La « montagne maudite ». Situé au cœur des Pyrénées, à la frontière entre l’Espagne et l’Andorre, le petit village de Tor attire les passionnés d’énigmes non résolues. Le meurtre non élucidé en 1995 de Josep Montané, soixante-dix ans, connu sous le nom de Sansa, était le troisième en quinze ans. Les détails de l’affaire, un câble électrique autour du cou, un corps en décomposition et une histoire impliquant des contrebandiers, suscitent un réel intérêt pour les détectives amateurs.
Il est révélé aux grand public en 1997 lorsqu’un journaliste de télévision diffuse une enquête sur une chaîne catalane. Carles Porta écrira ensuite un livre, Tor. Treize Maisons et trois morts, puis lancera un podcast et une série documentaire sur ce fait divers. Depuis, des visiteurs affluent chaque été dans le village pour résoudre le crime. Tor – qui est aussi le nom de la montagne sur laquelle le village réside – est devenu une véritable attraction touristique.
Car les visiteurs aiment faire leurs propres recherches, ils séjournent dans l’ancienne maison de Sansa et parcourent le village à la recherche d’indices. Un guide touristique local, Antonio Zamorano, a même lancé une « Tor Experience » pour retracer l’histoire et raconter les théories du meurtre, rapporte le New York Times.
Les habitants ne supportent plus
Pour Merce Turallols, trente-huit ans, qui travaille à l’Hostal Montaña, le « tourisme lié aux affaires criminelles » a profité à l’hôtel familial, mais les habitants du village ne veulent plus que leurs maisons constituent le décor de cette enquête. L’été dernier, il était impossible de se garer, explique-t-elle. Les habitants ont même vu des personnes se promenant avec des câbles électriques autour du cou.
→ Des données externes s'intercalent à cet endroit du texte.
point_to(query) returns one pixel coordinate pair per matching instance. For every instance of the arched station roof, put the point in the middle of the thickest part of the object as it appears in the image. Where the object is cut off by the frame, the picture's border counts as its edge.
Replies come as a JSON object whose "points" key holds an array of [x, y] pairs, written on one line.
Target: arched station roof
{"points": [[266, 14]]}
Aujourd’hui, le visage et les écrits de Carles Porta ornent les murs de l’Hostal Montaña. Mais Merce Tomàs, qui tient un restaurant dans le village, explique qu’elle renoncerait volontiers à l’augmentation du nombre de ses clients, ainsi qu’aux bénéfices tirés de ses produits dérivés, pour un retour à la normale. Ce qui n’arrivera pas avant que Carles Porta ne trouve le meurtrier, a-t-elle précisé au New York Times, car « les gens ont besoin d’une fin ».